The paper demonstrates that proton hopping in water exhibits correlated behavior, contradicting the assumption of equal probability in all directions, thus revising the understanding of proton diffusion dynamics.

Findings

Protons are more likely to revert to their previous location during hopping.

The Grotthuss mechanism occurs on a shorter timescale than previously estimated.

Proton diffusion involves correlated hopping rather than independent random steps.

Abstract

The aqueous proton displays an anomalously large diffusion coefficient that is up to 7 times that of similarly sized cations. There is general consensus that the proton achieves its high diffusion through the Grotthuss mechanism, whereby protons hop from one molecule to the next.

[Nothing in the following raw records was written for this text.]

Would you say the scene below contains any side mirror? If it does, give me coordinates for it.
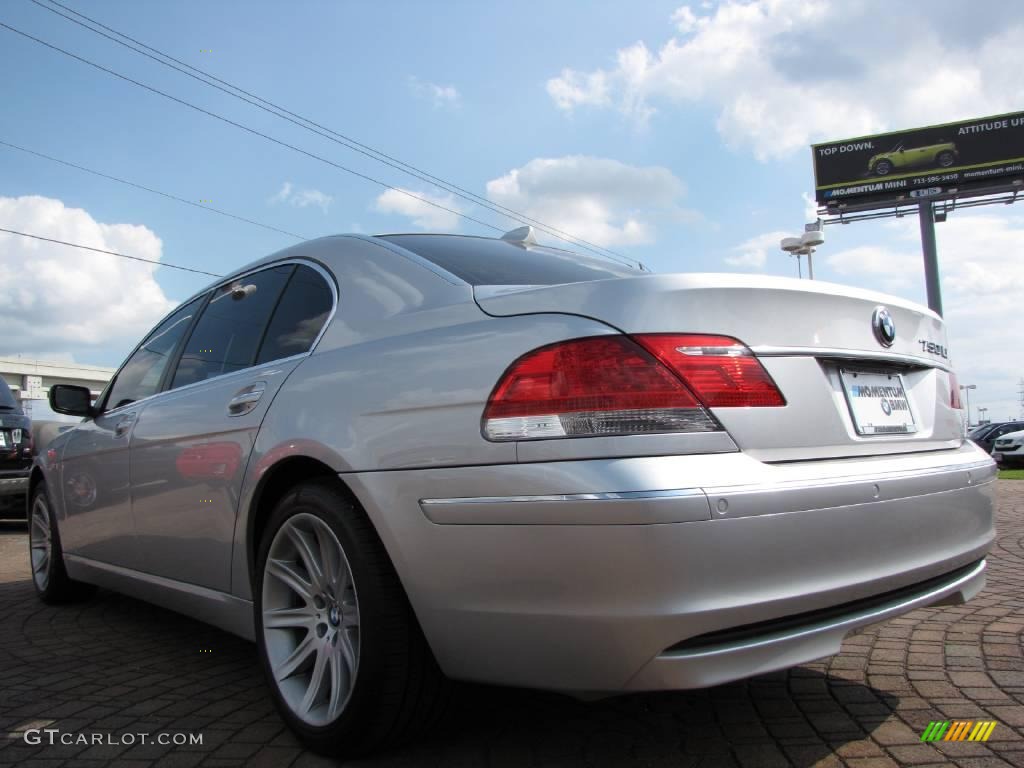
[49,384,92,416]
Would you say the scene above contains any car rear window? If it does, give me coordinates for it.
[0,377,22,413]
[380,234,641,286]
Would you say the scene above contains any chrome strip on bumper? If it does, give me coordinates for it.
[420,460,997,525]
[420,488,711,525]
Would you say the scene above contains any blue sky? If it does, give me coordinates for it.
[0,0,1024,418]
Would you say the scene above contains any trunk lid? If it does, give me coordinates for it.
[474,274,964,461]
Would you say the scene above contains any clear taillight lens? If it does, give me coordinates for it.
[634,334,785,408]
[483,334,785,440]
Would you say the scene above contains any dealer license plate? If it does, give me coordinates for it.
[839,370,918,435]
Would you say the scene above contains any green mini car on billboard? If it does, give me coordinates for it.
[867,141,958,176]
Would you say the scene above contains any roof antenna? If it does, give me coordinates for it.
[502,224,537,246]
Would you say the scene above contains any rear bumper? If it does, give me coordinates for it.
[344,443,995,693]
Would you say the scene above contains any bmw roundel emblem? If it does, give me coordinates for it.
[871,306,896,347]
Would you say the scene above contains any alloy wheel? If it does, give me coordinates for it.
[29,496,53,591]
[261,513,359,726]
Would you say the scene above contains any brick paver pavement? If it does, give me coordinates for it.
[0,480,1024,768]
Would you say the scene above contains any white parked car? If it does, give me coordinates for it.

A main assumption concerning the extraction of the timescale of the Grotthuss mechanism from experimental results has been that, on average, there is an equal probability for the proton to hop to any of its neighboring water molecules. Herein, we present ab initio simulations that show this assumption is not generally valid. Specifically, we observe that there is an increased probability for the proton to revert back to its previous location. These correlations indicate that the interpretation of the experimental results need to be re-examined and suggest that the timescale of the Grotthuss mechanism is significantly shorter than was previously thought.